In einem Gemeinschaftsprojekt zwischen dem Institut für Sensor- und Aktuatorsysteme der Technischen Universität (TU) Wien, der Johannes Kepler Universität (JKU) in Linz und der Donau Universität Krems haben Wissenschaftler um Professor Franz Keplinger von der TU Wien jetzt den Prototyp eines Sensors vorgestellt, der diese Viskosität auf eine völlig neue Art bestimmen kann: mit Druckwellen.

Der normale Weg der Viskositätsmessung ist die Bestimmung der Scherviskosität der Flüssigkeit. Dazu bewegt man eine dünne Platte durch die zu untersuchende Flüssigkeit, ganz so, als würde man mit der flachen Hand entlang einer Wasseroberfläche streichen. Dabei bewegen sich unterschiedlich weit von der Platte entfernte Flüssigkeitsschichten in Abhängigkeit der Viskosität der Flüssigkeit unterschiedlich schnell mit der Platte mit. Diese verschieden schnellen Bewegungen der Flüssigkeitsschichten bilden in der Summe dann den Viskositätskoeffizient der Scherviskosität.

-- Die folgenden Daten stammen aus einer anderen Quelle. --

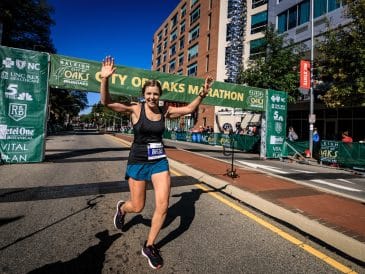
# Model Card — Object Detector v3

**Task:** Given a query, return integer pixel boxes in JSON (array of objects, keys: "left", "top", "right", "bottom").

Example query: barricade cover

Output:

Viskosität dämpft die Ausbreitung der akustischen Wellen

Alle Flüssigkeiten bringen aber noch einen zweiten Viskositätskoeffizienten mit – die sogenannte Druckviskosität. Diese Druckviskosität kann man messen, in dem man eine Platte in der Flüssigkeit vor und zurückbewegt. So werden akustische Wellen erzeugt, die sich in der Flüssigkeit ausbreiten. Die Viskosität der Flüssigkeit dämpft diese Ausbreitung. Je höher die Viskosität, desto stärker werden diese akustischen Wellen abgedämpft.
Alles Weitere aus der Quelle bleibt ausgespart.